Salı, Nisan 28, 2009

terapi. 2


kapıyı kapayıııın cereyan yapıyooooooor

dedi bozuk

o açılan senin beyninin kapıları ve bırak dağınık kalsın

dedi ona ilgili ve heyecanlı görünen tamirci

kadın gözlerinin içine baktı bu tamircinin.

belki bu defa dedi içinden.

siz benim geldiğim yedinci terapistsiniz. hiç birinden umduğumu bulamadım

dedi bozuk

terapi sizin kendini açma sürecinizdir. ummak ve bulmak değildir burada olayımız. sizin kendi kendinizi görmenizdir. bu yolda ben sadece size eşlik edeceğim

dedi tamirci

bozuk gözlerini kaldırdı, tamircinin o ilgi dolu tatlı gözlerine baktı. belki bu defa dedi içinden.

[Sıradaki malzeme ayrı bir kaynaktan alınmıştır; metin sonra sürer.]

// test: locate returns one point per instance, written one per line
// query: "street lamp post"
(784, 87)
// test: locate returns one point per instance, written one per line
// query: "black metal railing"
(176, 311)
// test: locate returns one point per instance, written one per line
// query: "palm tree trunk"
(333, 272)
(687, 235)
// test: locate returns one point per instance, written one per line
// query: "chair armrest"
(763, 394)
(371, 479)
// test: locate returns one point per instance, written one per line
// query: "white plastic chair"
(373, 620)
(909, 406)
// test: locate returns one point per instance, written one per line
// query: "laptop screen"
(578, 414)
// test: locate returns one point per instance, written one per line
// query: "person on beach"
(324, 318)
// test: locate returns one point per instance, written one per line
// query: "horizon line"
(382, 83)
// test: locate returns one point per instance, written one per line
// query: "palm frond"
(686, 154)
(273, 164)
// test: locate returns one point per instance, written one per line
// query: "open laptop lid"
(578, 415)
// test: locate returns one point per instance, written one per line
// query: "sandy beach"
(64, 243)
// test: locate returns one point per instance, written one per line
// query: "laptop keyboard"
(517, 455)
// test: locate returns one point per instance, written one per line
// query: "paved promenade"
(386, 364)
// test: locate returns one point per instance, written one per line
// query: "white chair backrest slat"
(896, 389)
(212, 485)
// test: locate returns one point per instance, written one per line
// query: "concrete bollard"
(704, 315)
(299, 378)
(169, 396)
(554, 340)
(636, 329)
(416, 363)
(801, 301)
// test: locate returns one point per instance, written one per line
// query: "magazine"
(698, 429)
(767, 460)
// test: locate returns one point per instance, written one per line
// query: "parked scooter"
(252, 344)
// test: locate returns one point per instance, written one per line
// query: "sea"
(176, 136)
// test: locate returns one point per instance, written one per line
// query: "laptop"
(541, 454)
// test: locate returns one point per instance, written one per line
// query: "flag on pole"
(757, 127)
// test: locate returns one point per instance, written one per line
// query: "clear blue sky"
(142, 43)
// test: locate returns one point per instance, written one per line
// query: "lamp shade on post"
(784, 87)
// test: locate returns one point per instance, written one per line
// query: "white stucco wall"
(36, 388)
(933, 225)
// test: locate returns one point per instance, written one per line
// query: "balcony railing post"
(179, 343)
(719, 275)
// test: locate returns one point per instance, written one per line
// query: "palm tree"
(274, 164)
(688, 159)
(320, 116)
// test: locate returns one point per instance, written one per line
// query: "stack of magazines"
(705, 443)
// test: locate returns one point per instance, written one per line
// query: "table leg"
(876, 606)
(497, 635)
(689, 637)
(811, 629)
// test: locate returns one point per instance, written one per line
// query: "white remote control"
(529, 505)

ben.. ben aslında çok yalnızım. ve çok kırılganım. durduğum yerde parçalanıyorum

dedi bozuk.

biraz daha anlatın. mesela neler yaşıyorsunuz. bana kendinizi anlatın detaylarınızla.

dedi tamirci.

bunu daha önce kimselere söylememiştim. korkuyorum yaşamaktan. bazen sabah evden dışarı çıkmadan bakıyorum dışarıya. sonra çıkmaya korkuyorum. dışardaki insanları anlamıyorum. hepsi bana yabancı ve soğuk geliyor. yaşamaktan korkuyorum ve herşey bu kadar zor olduğu için hayattan nefret ediyorum.

dedi bozuk.

tamirci saatine baktı.

aslında şu an çok önemli bir noktadayız ama zamanımız doldu. yine de biraz daha devam edelim. bu şekilde yarım bırakmayalım.

dedi tamirci.

bozuğun gözlerinin içi gülümsedi.

bir anda üstüne atladı tamircinin

ne olur beni seeeev, ne olur beni seeev

diye bağırınıyordu bozuk.


terapi. 2 notları

bayan x bugün geldi. hayata karşı olan korkusu blah blah blah blah.. (bir kafa doktoru ne yazarsa o kadardı işte. oral dönemden falanda bahsetti ince ince. daha bir dolu anlaşılmaz şey)

en sona da "burdan bir taş atsam çocukluğuna kadar iner yav" yazdı sakince tamirci.